Le Théâtre de la Gaîté Lyrique, situé dans le centre de Paris, est au bord de la faillite après une occupation illégale de près de 100 jours par des migrants – dont beaucoup se faisaient passer pour mineurs – qui a laissé ce lieu historique avec plus de 3 millions d’euros de pertes financières. Malgré le cofinancement du théâtre et sa propriété, la Ville de Paris, dirigée par les socialistes, a annoncé qu’elle n’apporterait aucune aide financière supplémentaire pour l’aider à se redresser.

La crise a débuté en décembre 2024, lorsqu’environ 250 migrants, puis 450, ont investi le théâtre avec le soutien de groupes pro-immigration.

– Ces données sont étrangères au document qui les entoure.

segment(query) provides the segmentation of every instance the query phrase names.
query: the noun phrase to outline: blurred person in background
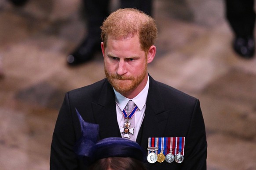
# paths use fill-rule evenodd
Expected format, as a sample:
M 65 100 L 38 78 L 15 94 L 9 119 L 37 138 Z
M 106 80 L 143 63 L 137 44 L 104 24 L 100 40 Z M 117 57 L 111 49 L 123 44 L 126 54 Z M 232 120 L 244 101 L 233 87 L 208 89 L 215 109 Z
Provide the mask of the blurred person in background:
M 226 0 L 226 17 L 234 31 L 233 48 L 244 58 L 253 57 L 255 51 L 254 0 Z

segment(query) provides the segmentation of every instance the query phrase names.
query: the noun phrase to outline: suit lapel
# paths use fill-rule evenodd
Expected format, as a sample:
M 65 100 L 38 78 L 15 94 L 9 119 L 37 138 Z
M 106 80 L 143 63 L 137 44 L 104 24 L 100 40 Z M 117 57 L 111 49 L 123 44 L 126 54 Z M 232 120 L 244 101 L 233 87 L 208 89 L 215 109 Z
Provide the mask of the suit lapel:
M 137 142 L 144 148 L 147 148 L 148 138 L 163 137 L 169 111 L 165 110 L 158 85 L 150 76 L 145 115 Z
M 113 89 L 106 81 L 103 87 L 99 100 L 92 103 L 95 122 L 99 125 L 100 139 L 110 137 L 121 137 Z

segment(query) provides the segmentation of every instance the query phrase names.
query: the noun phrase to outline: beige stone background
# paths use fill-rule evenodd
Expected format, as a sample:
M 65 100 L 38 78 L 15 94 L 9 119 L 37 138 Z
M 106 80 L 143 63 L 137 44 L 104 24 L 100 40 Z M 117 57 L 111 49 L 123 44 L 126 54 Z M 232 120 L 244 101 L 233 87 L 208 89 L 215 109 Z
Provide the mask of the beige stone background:
M 80 0 L 0 0 L 0 169 L 49 169 L 65 92 L 104 77 L 102 57 L 70 68 L 86 34 Z M 118 7 L 113 1 L 111 7 Z M 199 99 L 208 170 L 256 170 L 256 58 L 232 50 L 223 0 L 155 0 L 155 79 Z

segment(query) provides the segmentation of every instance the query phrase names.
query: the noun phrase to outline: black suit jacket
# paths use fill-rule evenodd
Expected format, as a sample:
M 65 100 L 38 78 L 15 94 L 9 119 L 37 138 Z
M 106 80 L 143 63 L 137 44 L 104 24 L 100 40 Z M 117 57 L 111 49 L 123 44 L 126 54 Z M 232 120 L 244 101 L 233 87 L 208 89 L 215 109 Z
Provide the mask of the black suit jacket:
M 86 169 L 73 151 L 81 135 L 76 108 L 84 121 L 99 125 L 99 139 L 121 137 L 115 95 L 106 79 L 66 95 L 53 133 L 50 167 Z M 149 137 L 185 137 L 183 162 L 147 163 L 152 170 L 206 170 L 207 142 L 199 100 L 150 76 L 145 115 L 136 142 L 145 152 Z

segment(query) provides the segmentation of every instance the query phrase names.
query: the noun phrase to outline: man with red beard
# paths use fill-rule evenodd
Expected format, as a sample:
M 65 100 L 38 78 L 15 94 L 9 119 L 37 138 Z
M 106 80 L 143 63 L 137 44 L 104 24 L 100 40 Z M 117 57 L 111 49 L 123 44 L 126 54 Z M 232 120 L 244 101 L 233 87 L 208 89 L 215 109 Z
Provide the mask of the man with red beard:
M 86 169 L 73 149 L 81 138 L 80 115 L 88 124 L 98 126 L 98 140 L 127 138 L 149 150 L 148 169 L 206 170 L 207 144 L 199 100 L 148 73 L 156 53 L 154 20 L 136 9 L 121 9 L 101 28 L 106 78 L 66 94 L 53 133 L 51 169 Z M 135 105 L 127 114 L 131 102 Z M 83 139 L 91 140 L 93 126 L 85 130 Z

Si la direction a d’abord accueilli le groupe sous couvert d’humanitarisme, l’occupation a rapidement dégénéré. Des événements ont été annulés, la sécurité s’est dégradée et les revenus se sont évaporés. Fin février, le personnel a quitté le théâtre , invoquant l’aggravation de la violence et son incapacité à gérer la salle.

La police n’est intervenue pour expulser les squatteurs qu’à la mi-mars, après des mois d’hésitation politique. À ce moment-là, les finances, la programmation et la réputation du théâtre étaient déjà compromises. Ce lieu, autrefois un fleuron de la vie culturelle parisienne, lutte aujourd’hui pour sa survie.



Le Parisien rapporte que la direction et les partenaires culturels ont exprimé leur indignation face au refus de la ville de contribuer à la couverture du déficit, qualifiant cette décision d’« incompréhensible » et de trahison des engagements pris. Si la ville a versé sa subvention annuelle habituelle de 3,3 millions d’euros, la directrice de la Gaîté Lyrique, Juliette Donadieu, estime que cela est loin de suffire à compenser les pertes exceptionnelles. Le théâtre, précise-t-elle, dépend à 70 % de la billetterie et des réservations privées.

Des personnalités politiques de tous bords ont critiqué l’inaction de la ville. Des conseillers écologistes et même des membres du parti Renaissance du président Macron ont appelé au sauvetage du théâtre. 

Ce qui était autrefois un symbole de progressisme culturel est devenu un exemple édifiant de naïveté idéologique se heurtant à la réalité politique. Pour l’instant, la direction de la Gaîté Lyrique affirme qu’elle continuera à se battre, mais sans un soutien urgent, l’une des salles les plus prestigieuses de Paris pourrait bientôt disparaître définitivement.